本日も拙作をお読みいただきまして、ありがとうございます。

 灼岳(やけだけ)とは山の名であると同時に、その内輪にまたがる、緒宇摩に同じく馬養うがたつきなる武邑(たけむら)の名でもある。

 その名の通り、火山の上に広がる牧は硫黄の煙の立つせいか、盛夏でも草もまばらにしか生えぬという。

 晴れれば朝まだきといえども急峻な山肌に落葉松と岳樺(だけかんば)の林が背高く影を落とすさまが頭上に美しく見えるだろう。

 されど、仰ぎ見れば頂上は雲の上につきいでて、雪の降らぬ乾燥しきった岩々も朧に翳む。

 這い寄る霧から風化した溶岩がところどころ岩礁のように突き出し、遠くに小さく窪んで見えるのは地塘(ちとう)だろうか。

 外輪のさらに外にある緒宇摩より高地の、畑作をするにも石の多い痩せた領地をかすめるように三人に増えた一行は歩き過ぎんとしていた。


 馬を放すくらいしか使い途のない原だ。

 とはいえ、高山ゆえに風は乾いて冷たく吹き過ぎ、春は遅い。馬を飼うのも楽ではなかろう。
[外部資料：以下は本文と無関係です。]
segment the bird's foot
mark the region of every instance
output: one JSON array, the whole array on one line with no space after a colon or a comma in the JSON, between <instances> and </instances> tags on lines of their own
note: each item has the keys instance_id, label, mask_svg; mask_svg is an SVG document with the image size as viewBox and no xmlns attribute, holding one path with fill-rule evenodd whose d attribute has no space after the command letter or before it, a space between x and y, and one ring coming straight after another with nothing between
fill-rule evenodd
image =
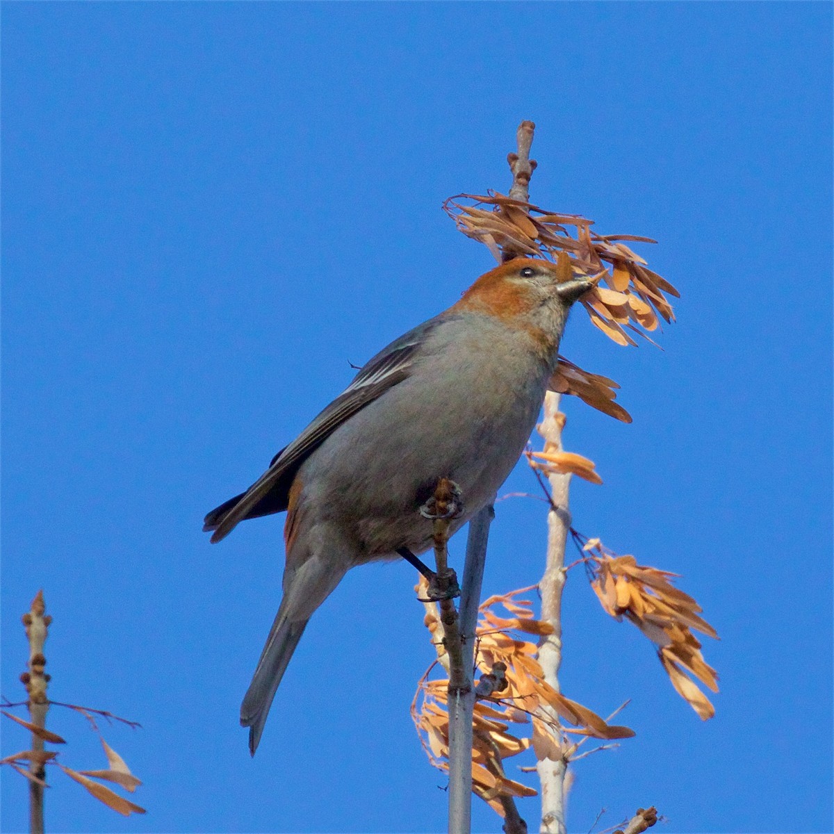
<instances>
[{"instance_id":1,"label":"bird's foot","mask_svg":"<svg viewBox=\"0 0 834 834\"><path fill-rule=\"evenodd\" d=\"M420 508L420 514L430 521L438 519L454 519L464 511L464 494L460 487L444 478L429 500Z\"/></svg>"},{"instance_id":2,"label":"bird's foot","mask_svg":"<svg viewBox=\"0 0 834 834\"><path fill-rule=\"evenodd\" d=\"M435 573L429 580L429 588L426 591L427 599L420 602L440 602L443 600L454 600L460 595L460 585L458 584L458 575L451 569L447 568L445 574Z\"/></svg>"},{"instance_id":3,"label":"bird's foot","mask_svg":"<svg viewBox=\"0 0 834 834\"><path fill-rule=\"evenodd\" d=\"M397 553L409 565L415 567L429 583L429 595L425 599L420 599L420 602L440 602L440 600L454 600L460 595L460 585L458 584L457 574L451 568L447 568L445 575L441 577L407 547L400 547Z\"/></svg>"}]
</instances>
 三日月のように弧の鋭い内輪山は険阻である。山杖つきつき胸を膝に負い、這うように登ってはきたが、ここもまた難所である。

 望輝らの目から見ればひどく攻むるに難い邑と見える。だがそれゆえか人影もなく、小人数で山越え牧野の縁をじりじり回る分には存外気づかれにくいように思われた。
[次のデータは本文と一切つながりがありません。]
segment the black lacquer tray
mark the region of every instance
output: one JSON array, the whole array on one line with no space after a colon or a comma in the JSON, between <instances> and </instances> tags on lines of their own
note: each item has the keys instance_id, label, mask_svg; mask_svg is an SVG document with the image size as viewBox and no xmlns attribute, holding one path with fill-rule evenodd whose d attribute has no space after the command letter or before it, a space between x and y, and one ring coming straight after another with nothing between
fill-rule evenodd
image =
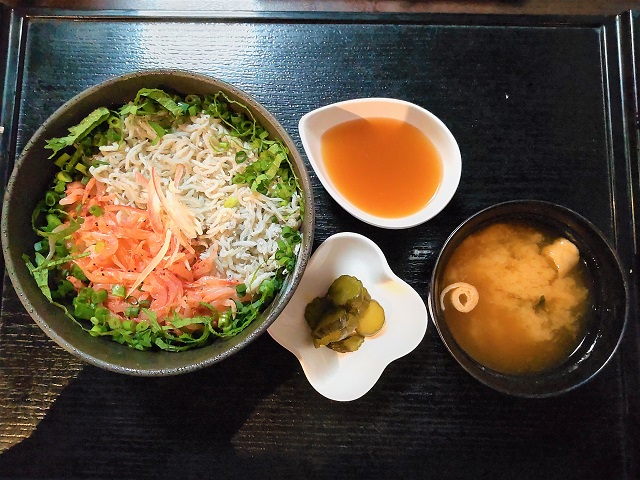
<instances>
[{"instance_id":1,"label":"black lacquer tray","mask_svg":"<svg viewBox=\"0 0 640 480\"><path fill-rule=\"evenodd\" d=\"M422 226L380 230L346 214L313 176L316 247L336 232L364 234L426 299L436 255L460 222L493 203L536 198L593 221L616 246L633 292L616 356L563 396L526 400L488 389L430 325L367 395L339 403L313 390L268 335L177 377L82 364L39 330L4 275L0 477L640 477L637 14L0 15L2 186L58 106L133 70L182 68L235 84L298 145L298 119L311 109L397 97L432 111L457 138L455 198Z\"/></svg>"}]
</instances>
 邑は戦の陣に似て、道筋川筋に向かうため、正面は柵に濠など拵え侵入者に備えもするが。こうも邑の背後さえ自然の要害のただ中にあるさまは、なにやら邑の性格を顕している気配すらある。

 雪まだ多しというに、はや馬を放したのか牧野辺は、萌えなしたばかりの草も駆逐され、残るは人にも食べられぬものばかり。

 雄羊歯(おしだ)のように堅く食べられぬもの、馬酔木のように毒持つものが多くなるのも土壌のせいか。


「だが毒は薬となる。逆もまた真なりじゃ」

 山野辺邑々を渉猟する望輝の話によれば、灼岳は牧を開き、馬飼うようになってから、ようやく餓死者の出なくなったと聞くほど貧しい邑であるという。
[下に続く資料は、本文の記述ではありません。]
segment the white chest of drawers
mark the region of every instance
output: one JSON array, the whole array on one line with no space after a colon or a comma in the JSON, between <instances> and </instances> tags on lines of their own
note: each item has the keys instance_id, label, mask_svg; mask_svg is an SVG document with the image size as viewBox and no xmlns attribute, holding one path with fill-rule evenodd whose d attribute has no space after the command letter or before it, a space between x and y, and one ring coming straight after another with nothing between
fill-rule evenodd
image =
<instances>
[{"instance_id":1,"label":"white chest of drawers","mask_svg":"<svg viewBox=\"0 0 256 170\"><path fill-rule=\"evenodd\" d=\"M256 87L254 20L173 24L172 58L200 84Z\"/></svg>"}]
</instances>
 薬草を売ればもっと豊かになるのだろうが、知識をもたねば食えもせぬ、馬に食わせもならぬ毒草としか見えぬだろう。

「なればこそ金掘、薬師の糧を得る場所ともなるのだが」

「あンたみてえのな」

「儂は金掘でも薬師でもないぞ」

「似たようなもンだろが。道々の者にしちゃぁ毛色が違うがな」

 言い合う間にも望輝が手を伸ばす、山芍薬(しゃくやく)碇草(いかりそう)走野老(はしりどころ)に春竜胆。季節(とき)さえあえば花鮮やかな鳥兜(とりかぶと)も今はわずかな葉芽しか見えぬ。

 石や草の臭いを注意深くかぎ、薬効を右近らに説きながら、かくしから取り出した小袋にしまい込んでいた望輝は不意に遠くの空を見上げた。

 つられて二人が見上げた空の上、じゅりじゅりと囀る鳥の声が不意に絶え。

 石のように影一つ墜落する。


「ああこりゃいかぬ。風上を行こう」

 慌てて風を読んだ望輝の先導で三人はその場を離れた。

 氷の粒と化した雪に足を取られては、見渡せば地塘から立ち上る朝靄か、硫黄の湯気か死煙か。

 気は焦るが道はすすまぬ。


 番小屋のないのもこのためか。近づけば生命に関わる箇所もないわけではないと知れば、望輝がいたのは僥倖であると轟天丸すら掌の汗を拭った。


 山歩きに慣れた者のつねとて、山毛欅や榧の実など食べられる木の実や野草、蓬などの薬草の食べ方使い方は右近でも知っている。

 しかし、見知らぬ草木風物に、郷里を離れてなんと遠くへ来たかと感慨にふけるよりも糧食の心配が先になる。水も気をつけて汲まねばならず、食すは膝を隠すほどに伸びた笹藪から巻葉を取ったものばかり。

 わずかな乾飯はみるみるうちに減ってゆく。それを思えば山越えにこれ以上日数はかけられぬ。

 とはいえ、足を早めれば負けず嫌いの轟天も顎を出すほどの難行の道。ぼろぼろした溶岩と残雪に悪い足場はざらざら崩れ、もろもろとした土は水を含みやすく見る間に泥濘に変わる。岩に吸い付く草鞋でこしらえた足下も危うい。


人踏み慣らした道に出て、谷に葛橋(かずらばし)がかかっているのを見たときには、望輝すらほっと声を明るくした。

「ともあれ、ここまでくればまず緒宇摩側から人はこぬだろう」

 逃げる者は楽に距離を稼げる道を選ぶ。まさかに悪路を選ぶとは思うまい。

 安堵に右近が胸を軽くしたその時。


「あ、まずい」

 不意に轟天丸がつぶやいた。

 山霧の向こうに滲んだ人影、それも十や二十ではきかぬ。

 右近は目を細めた。

「巻かれたか」

 多くの勢子が逆方向から追い立てて、山中に逃げたのを街道に追い下ろし、待ち伏せていた者が捕まえる。もとは狩猟の手法である。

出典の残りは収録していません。